The international drug trade highway has a new key stopover: New Delhi.
According to figures released by the Delhi Police, heroin trade witnessed a surge of 7.382 kg: up from 61.087 kg in 2008 to 68.469 kg, by the end of last year.
The past decade has already seen a massive boost as far as farming of opium in rural Rajasthan and Madhya Pradesh, and the illicit trade of heroin are concerned.
The Capital is now a key transit point for the drug before it moves west to feed the thriving European black market.
Last year alone, said police, there was a spurt of 12 per cent in the amount of the highly addictive opium derivative being pumped into the Capital for domestic consumption and export.
The Crime Branch, responsible for keeping the narcotics trade under check in the city, seized 35.43 kg of the contraband, as per Y.S. Dadwal, Commissioner of Police, Delhi.
Even though the number of arrests for drug-related offences has dropped from 806 in 2008 to 433 in 2009, the figures are no indicator of the expansion of the drug trade.
"We're no longer talking about small-time dealers smuggling heroin or smack into the country for domestic addicts. Substantial quantities of the drug are brought into the Capital, bound for the international market," said Neeraj Thakur, additional commissioner of police (crime).
A big part of India's centrality to the drug trade is plain geography.
The country's proximity to two of the major opium production centres on the continent — the 'golden crescent' consisting of Pakistan, Afghanistan and Iran, as well as the 'golden triangle', which covers Burma, Thailand and Laos — facilitates an influx of the contraband from bordering nations like Nepal, Pakistan and especially, Afghanistan.
“The biggest influx of the contraband originates in Afghanistan and is flown into the Capital,” added Thakur.
Heroin is derived from opium, and Afghanistan is by far the world’s largest illicit producer of the opium poppy.
The Crime Branch had made repeated seizures of heroin from Afghan nationals in 2009.

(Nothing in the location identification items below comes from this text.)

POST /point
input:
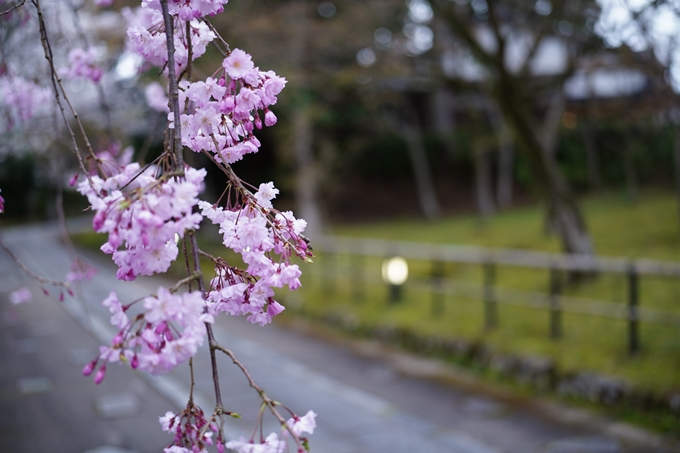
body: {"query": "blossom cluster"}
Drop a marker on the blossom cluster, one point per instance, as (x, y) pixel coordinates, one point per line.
(257, 233)
(82, 64)
(273, 443)
(224, 110)
(153, 341)
(190, 428)
(147, 38)
(145, 214)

“We recently arrested three people at the IGI Airport, including two Afghan nationals who were part of an international gang of drug smugglers,” said a senior police officer.
“They were carrying 15 kg of heroin: worth an estimated Rs 15 crore in the international market.”
According to police, two more Afghan nationals and one Nigerian were arrested shortly after 1.5 kg of high-quality heroin was found in their possession. The trio had allegedly smuggled it into Delhi from Afghanistan.
“Our sleuths maintained effective vigilance throughout the year, with outstanding detections of drug-related offences,” added the officer.